Question about PS6000 replication

Question

Howdy. I've got a pair of PS6000's that I'm trying to make replicate a volume between units A and B. Set it all up by the numbers and the manual, things were looking OK. I made a volume, presented it to my users who started pushing data into it. I made a second volume that was to be presented, but the users weren't ready for it yet. So I set up the replications. Now my first volume is 2 TB, and is on unit A. It is online and contains data. On unit B, I've delegated 3TB of space to ensure that I've got enough to catch this volume when it's replicated. My second volume is 500 GB. It contains no data, but is online. No connections to it yet. It is also configured to replicate to unit B. When I tell the solution to replicate, my second volume replicates just fine - it's all zeroes and this happens very quickly. I understand that. However, my first volume indicates from unit A that it is in-progress, while on unit B it is showing as incomplete. Further inquiry shows in the events on unit B an error of 'Partner XXXXXXX: No connection could be established. Verify that the partner IP address is correct.' I know it's correct - as my second volume replicates through. I do have a mixed configuration on these units due to some security constraints in that only eth0 on both units can 'see' each other. I realize the impact that this will have on performance, and we're not worried about speed of the replication, just ensuring that the replication happens. A look at the network ports on both chassis show them both to have a standing load on them, moreso than average. My question is this: I *think* it's replicating, just slowly. Is there a way that I can get better resolution on this process and verify that the volume is indeed still replicating? And can anyone shed any light on the the error in the logs on unit B? If my partner IP is incorrect, why then does it work? (PS, FWIW, the unit A is NAT'd) Or is this a relic and the network path does work fine, but because of the NAT the error is thrown? Thanks for your time and attention, sorry about the wall of text. V/r,  - Abe Lister

Joe S586 · Accepted Answer

awliste,

Replication is not supported with NAT (may work sometimes, and other times will not work). What happens during an iSCSI login between the two partners is that initial connection goes to the group address, which returns a "target has temporarily moved" login failure and then redirects to a physical IP address of one of the eth interfaces on the receiving group.

The problem with NAT is that you can re-map the group address, but the login redirection is embedded in the iSCSI protocol. Unless your NAT knows how to snoop inside the iSCSI protocol and rewrite those addresses the group will be redirected to an IP address it cannot see, and replication will never complete.

In order for replication to function, your arrays have to be normally routed to each other, so they can each see not only the group IP but all of the eht IP addresses directly, without any translations.

Regards,

Joe

Dev Mgr · Answer

On the B-side, verify that you see the replica of the 500GB volume and test it by cloning it to a volume. If that works, I'd say it was indeed successful.

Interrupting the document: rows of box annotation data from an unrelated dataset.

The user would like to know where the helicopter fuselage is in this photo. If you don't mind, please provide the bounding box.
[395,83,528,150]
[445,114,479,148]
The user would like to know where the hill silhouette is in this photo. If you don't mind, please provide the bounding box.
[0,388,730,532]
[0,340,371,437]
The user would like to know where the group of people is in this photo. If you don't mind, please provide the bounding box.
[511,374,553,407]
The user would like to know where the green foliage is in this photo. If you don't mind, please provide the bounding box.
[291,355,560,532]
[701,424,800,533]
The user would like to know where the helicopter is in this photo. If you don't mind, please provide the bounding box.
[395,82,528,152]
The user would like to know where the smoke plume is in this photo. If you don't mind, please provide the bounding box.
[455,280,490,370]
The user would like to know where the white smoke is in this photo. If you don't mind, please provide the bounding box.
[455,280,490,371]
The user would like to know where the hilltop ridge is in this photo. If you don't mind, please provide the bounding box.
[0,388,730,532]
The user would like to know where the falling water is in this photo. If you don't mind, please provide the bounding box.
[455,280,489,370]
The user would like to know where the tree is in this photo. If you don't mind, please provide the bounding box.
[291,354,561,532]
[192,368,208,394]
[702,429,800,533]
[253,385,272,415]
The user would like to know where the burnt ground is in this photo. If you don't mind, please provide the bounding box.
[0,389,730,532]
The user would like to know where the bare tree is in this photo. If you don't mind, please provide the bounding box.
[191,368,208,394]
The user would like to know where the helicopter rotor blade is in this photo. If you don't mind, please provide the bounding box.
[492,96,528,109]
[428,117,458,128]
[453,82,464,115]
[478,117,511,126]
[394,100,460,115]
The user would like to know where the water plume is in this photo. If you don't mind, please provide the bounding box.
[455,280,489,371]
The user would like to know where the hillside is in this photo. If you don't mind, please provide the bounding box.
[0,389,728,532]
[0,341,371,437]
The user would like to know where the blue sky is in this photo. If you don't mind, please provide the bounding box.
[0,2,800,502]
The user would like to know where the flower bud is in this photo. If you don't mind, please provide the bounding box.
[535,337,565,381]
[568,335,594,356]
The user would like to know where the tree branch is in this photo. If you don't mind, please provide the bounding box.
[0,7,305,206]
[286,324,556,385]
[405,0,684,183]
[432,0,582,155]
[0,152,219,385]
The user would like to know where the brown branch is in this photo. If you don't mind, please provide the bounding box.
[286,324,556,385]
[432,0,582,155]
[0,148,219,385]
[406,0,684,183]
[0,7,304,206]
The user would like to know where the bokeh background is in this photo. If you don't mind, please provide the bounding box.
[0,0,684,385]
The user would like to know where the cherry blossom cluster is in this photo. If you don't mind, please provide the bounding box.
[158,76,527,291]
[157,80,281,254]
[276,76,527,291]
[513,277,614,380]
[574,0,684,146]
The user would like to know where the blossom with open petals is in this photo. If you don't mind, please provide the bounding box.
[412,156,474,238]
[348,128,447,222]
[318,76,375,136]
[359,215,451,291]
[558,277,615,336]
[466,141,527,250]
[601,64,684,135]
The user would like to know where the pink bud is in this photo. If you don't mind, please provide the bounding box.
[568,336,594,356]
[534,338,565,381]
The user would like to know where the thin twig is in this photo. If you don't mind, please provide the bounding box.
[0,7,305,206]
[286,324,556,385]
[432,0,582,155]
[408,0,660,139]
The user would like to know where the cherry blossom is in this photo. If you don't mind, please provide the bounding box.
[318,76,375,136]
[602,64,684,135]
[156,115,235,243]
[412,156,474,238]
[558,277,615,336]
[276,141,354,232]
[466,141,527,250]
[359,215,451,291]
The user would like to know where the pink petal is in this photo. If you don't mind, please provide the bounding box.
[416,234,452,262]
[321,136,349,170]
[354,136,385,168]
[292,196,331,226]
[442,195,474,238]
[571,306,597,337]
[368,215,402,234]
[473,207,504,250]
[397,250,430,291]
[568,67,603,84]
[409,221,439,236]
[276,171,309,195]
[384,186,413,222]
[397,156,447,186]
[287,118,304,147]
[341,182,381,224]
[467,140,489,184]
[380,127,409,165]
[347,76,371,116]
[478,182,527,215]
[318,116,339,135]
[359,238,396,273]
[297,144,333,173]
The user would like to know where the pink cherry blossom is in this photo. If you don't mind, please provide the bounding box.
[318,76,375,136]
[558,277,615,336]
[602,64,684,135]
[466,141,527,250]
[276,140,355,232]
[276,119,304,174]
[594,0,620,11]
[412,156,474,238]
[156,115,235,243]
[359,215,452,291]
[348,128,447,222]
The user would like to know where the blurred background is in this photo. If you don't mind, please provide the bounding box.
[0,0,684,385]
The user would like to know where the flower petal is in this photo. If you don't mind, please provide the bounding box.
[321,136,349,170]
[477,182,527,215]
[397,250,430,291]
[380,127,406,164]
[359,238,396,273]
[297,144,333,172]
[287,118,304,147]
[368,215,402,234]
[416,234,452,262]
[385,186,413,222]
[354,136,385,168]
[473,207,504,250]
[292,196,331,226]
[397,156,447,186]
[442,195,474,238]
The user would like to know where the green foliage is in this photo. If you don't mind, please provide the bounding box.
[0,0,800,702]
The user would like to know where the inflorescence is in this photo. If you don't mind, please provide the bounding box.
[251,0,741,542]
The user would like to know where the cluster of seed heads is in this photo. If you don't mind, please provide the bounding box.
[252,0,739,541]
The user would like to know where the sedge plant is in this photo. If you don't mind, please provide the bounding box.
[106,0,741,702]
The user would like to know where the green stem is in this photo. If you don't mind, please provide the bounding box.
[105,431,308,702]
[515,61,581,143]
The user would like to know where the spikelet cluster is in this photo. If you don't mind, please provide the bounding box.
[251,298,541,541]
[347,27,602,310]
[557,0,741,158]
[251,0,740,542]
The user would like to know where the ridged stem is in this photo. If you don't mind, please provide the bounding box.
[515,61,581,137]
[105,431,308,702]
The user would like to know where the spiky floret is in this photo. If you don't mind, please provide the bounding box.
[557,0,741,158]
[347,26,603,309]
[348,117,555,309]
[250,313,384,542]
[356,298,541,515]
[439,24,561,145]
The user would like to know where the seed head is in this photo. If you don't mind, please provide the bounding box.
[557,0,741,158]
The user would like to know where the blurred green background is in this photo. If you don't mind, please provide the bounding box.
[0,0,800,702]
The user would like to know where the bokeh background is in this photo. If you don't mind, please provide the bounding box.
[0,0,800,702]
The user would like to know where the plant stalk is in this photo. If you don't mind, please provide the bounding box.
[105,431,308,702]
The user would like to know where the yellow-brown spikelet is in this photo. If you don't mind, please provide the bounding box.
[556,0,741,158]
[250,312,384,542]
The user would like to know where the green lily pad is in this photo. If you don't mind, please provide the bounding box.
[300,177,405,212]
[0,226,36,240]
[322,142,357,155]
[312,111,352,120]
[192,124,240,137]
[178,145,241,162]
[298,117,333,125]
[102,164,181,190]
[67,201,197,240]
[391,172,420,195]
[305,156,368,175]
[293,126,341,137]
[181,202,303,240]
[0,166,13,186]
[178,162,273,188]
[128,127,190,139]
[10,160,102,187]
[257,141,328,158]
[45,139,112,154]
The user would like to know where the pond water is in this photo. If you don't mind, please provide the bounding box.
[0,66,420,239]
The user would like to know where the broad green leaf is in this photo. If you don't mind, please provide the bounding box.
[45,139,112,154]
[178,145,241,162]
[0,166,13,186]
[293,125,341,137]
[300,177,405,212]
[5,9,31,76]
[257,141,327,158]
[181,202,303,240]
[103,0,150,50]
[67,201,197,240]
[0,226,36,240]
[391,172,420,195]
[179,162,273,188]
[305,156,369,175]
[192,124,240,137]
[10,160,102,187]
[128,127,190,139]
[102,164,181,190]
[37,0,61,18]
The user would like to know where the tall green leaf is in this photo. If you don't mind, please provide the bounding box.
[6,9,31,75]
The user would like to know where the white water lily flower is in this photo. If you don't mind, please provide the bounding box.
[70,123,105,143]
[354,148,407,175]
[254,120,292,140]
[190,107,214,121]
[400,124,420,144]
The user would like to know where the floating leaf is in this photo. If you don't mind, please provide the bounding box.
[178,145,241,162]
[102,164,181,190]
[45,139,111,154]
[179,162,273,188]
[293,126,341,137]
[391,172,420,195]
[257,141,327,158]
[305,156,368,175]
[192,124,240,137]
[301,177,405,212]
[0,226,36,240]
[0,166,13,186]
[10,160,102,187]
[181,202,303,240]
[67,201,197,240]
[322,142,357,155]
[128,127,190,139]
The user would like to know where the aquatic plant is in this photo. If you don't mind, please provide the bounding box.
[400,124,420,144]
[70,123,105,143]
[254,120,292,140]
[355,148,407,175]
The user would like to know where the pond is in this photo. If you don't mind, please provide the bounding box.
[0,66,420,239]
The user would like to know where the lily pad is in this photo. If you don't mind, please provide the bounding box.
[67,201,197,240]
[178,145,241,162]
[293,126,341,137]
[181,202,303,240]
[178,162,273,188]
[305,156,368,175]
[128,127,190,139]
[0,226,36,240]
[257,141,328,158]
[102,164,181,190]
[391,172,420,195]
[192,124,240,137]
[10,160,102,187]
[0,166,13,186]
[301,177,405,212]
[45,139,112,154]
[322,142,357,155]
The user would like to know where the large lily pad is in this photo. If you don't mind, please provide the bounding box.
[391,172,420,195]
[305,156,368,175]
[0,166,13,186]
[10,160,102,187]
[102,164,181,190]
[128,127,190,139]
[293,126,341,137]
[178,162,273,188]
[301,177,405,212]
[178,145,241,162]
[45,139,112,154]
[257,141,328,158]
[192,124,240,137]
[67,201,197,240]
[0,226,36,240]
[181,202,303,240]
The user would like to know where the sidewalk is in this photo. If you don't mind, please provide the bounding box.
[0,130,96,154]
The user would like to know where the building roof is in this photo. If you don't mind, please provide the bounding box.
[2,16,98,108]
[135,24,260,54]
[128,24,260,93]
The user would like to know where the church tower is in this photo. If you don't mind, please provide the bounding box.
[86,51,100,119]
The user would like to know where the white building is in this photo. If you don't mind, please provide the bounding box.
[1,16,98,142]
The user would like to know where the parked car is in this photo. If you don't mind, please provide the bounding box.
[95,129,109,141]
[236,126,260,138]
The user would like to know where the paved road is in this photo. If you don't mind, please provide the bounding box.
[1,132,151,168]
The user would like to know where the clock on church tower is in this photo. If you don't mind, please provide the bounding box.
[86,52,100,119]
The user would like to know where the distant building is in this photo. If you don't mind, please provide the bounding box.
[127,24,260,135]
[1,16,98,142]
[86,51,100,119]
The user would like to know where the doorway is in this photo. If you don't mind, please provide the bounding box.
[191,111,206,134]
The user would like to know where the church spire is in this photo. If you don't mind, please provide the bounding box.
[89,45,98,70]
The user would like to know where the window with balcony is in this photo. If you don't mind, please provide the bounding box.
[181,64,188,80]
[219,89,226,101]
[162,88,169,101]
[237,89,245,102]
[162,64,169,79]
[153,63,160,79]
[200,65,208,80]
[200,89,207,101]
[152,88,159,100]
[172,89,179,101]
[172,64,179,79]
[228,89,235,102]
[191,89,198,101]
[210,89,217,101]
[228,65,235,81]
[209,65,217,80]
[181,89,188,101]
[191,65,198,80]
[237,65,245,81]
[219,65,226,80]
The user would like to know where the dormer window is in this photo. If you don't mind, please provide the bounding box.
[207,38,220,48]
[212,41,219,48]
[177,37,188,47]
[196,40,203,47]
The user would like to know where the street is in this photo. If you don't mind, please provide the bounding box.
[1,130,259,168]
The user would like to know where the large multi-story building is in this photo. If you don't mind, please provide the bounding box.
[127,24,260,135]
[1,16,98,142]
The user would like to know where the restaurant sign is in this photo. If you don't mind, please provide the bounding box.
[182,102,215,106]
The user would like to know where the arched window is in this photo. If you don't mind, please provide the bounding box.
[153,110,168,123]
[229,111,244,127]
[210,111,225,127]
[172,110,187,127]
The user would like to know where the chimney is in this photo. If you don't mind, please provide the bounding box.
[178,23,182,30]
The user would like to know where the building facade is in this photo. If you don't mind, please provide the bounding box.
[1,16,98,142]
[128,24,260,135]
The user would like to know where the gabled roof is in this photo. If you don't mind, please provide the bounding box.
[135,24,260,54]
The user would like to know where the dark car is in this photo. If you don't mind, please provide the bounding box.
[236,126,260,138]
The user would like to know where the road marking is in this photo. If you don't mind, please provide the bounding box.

When partnering 2 units for replication, be sure to also match the case of the partner name as this will prevent replication from working, but it only shows up (with a non-descriptive error message) after you try to actually replicate a volume.

awliste · Answer

The replica converted to a volume with no problems. I wish I had data in the 500GB to REALLY verify it, but everything went smoothly. I *think* it's working - it's just interesting in the WAN application and the NATting. I wish I had a way to trick that instead of having to accept the errors in my logs. We'll see - if my numbers are right based on the current statistics, in 2 more days we'll know if it replicated or not... :)

Thanks!

- abe

Jason Filler · Answer

Joe - question on your comment here 'In order for replication to function, your arrays have to be normally routed to each other, so they can each see not only the group IP but all of the eht IP addresses directly, without any translations.' Does that mean if I have the mgmt eth2 on both my SAN's on a different subnet and VLAN that can't talk to Eth0 and Eth1 that replication will not work?  I have a current setup that allows me to ping between both my EqualLogic's boxs from Eth0 and Eth1 to the other units Eth0 and Eth1 and Group IP addresses.  However, I can not get replication to work between them.  I keep getting 'No connection could be established. Verify that the partner IP address is correct'. More details - 4100E SANS - Firemware 6.0.1 Unit 1 Eth0 - 10.30.4.81 Eth1 - 10.30.4.82 Eth2 - 10.30.2.90 - mgmt Group IP 10.30.4.80   Unit 2 Eth0 - 10.31.4.81 Eth1 - 10.31.4.82 Eth2 - 10.31.2.90 - mgmt Gropu IP 10.31.4.80 Everyone can ping each other, example ping '-I 10.31.4.81 10.30.4.81' can ping fine including group IP's.  Mgmt ports can ping each other as well.  However, the networks on vlan'd and they can not talk between each other so 10.31.4.x can't talk to 10.31.2.x etc.  Is this a problem for me then?   Thanks, Jason

Jason Filler · Answer

One last thing, the DRC side is only a 100MB switch and the Production is at 1GB.  Should the EqualLogics be set at the DRC to forced 100 full instead of auto negotiate?

Joe S586 · Answer

A few things to verify:

1) Make sure you entered the Group IP and Group name correctly (the name is case sensitive).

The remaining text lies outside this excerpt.